Ruparel Raaj K, Laack Torrey A, Brahmbhatt Rushin D, Rowse Phillip G, Aho Johnathon M, AlJamal Yazan N, Kim Brian D, Morris David S, Farley David R, Campbell Ronna L
Department of Surgery, Mayo Clinic, Rochester, Minnesota.
Department of Emergency Medicine, Mayo Clinic, Rochester, Minnesota.
J Emerg Med. 2017 Jul;53(1):110-115. doi: 10.1016/j.jemermed.2017.02.016. Epub 2017 Apr 11.
Quality-improvement efforts at our institution have identified chest tube dislodgement as a preventable complication of tube thoracostomy. Because proper fixation techniques are not well described in the literature and are seldom formally taught, techniques vary among residents.
Our aim was to develop and test a framework for teaching and assessing chest tube securement.
A repeated-measures study design was used. At baseline, 19 emergency medicine residents (program years 1-3) placed and secured a chest tube in a cadaver. After a 45-min proficiency-based teaching session using a low-cost chest tube simulator (approximate cost, $5), each resident again placed and secured a chest tube in a cadaver, followed by 3-month retention testing. All securements were evaluated by two raters using a four-point checklist and a five-point global assessment scale (GAS). The checklist addressed suture selection, tying knots down to the tube, wound approximation, and tube displacement relative to skin.
After the initial educational intervention, median scores for the group improved significantly over baseline for the GAS (p < 0.001), checklist (p < 0.001), and amount of displacement (p = 0.01). At 3 months, GAS, checklist, and displacement scores did not differ significantly from the immediate post-test scores. Inter-rater reliability was substantial, with weighted κ values of .77 for the GAS and .70 for the checklist.
Quality of chest tube securement by emergency medicine residents can be significantly improved with an inexpensive chest tube simulator and a brief workshop.

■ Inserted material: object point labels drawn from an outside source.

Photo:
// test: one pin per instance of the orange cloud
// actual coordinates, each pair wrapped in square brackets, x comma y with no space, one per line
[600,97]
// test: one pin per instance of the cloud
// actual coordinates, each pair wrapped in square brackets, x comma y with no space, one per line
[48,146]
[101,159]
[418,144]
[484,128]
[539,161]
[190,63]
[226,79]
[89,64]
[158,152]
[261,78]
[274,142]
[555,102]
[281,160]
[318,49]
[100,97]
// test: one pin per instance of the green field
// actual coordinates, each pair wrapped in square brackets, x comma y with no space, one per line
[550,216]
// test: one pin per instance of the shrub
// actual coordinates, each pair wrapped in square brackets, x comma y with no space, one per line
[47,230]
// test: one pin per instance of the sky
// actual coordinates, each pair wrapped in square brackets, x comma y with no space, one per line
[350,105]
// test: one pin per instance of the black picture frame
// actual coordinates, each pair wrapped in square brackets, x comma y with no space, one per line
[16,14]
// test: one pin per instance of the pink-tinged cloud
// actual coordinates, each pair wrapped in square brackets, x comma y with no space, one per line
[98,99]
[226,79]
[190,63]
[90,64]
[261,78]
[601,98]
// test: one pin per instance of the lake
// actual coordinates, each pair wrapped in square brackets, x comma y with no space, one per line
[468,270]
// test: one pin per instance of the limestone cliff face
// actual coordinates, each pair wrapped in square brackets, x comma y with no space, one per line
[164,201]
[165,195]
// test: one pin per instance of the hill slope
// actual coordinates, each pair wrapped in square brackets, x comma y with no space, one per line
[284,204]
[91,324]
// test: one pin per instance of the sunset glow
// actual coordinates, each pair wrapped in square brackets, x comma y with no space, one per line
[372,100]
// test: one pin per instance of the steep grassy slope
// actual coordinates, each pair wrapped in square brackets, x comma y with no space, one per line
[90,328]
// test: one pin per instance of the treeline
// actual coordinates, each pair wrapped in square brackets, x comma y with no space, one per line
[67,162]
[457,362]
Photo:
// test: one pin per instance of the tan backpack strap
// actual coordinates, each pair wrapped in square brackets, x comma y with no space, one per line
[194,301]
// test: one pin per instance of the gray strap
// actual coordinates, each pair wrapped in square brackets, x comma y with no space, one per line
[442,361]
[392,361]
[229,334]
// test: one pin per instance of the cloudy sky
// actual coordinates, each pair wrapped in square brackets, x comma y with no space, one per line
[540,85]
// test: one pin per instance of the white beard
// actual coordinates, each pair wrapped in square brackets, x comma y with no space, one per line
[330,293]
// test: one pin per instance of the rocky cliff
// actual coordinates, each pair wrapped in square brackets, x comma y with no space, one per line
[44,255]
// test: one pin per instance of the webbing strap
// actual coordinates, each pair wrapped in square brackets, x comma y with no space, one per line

The four-point checklist served as a reliable and effective means for teaching and assessing chest tube securement.
我们机构的质量改进工作已将胸管移位确定为胸腔闭式引流术的一种可预防并发症。由于文献中对正确的固定技术描述不足,且很少进行正式教学,住院医师之间的技术存在差异。
我们的目标是开发并测试一种胸管固定的教学和评估框架。
采用重复测量研究设计。在基线时,19名急诊医学住院医师(第1 - 3学年)在一具尸体上放置并固定胸管。在使用低成本胸管模拟器(约5美元)进行45分钟基于熟练度的教学课程后,每位住院医师再次在一具尸体上放置并固定胸管,随后进行3个月的保留测试。所有固定操作由两名评估者使用四点检查表和五点整体评估量表(GAS)进行评估。检查表涉及缝线选择、在胸管上打结、伤口闭合以及胸管相对于皮肤的移位情况。
经过最初的教育干预后,该组在GAS(p < 0.001)、检查表(p < 0.001)和移位量(p = 0.01)方面的中位数得分较基线有显著提高。在3个月时,GAS、检查表和移位得分与即时测试后的得分相比无显著差异。评估者间信度较高,GAS的加权κ值为0.77,检查表的加权κ值为0.70。
使用廉价的胸管模拟器和简短的工作坊可显著提高急诊医学住院医师胸管固定的质量。四点检查表是教学和评估胸管固定的可靠且有效手段。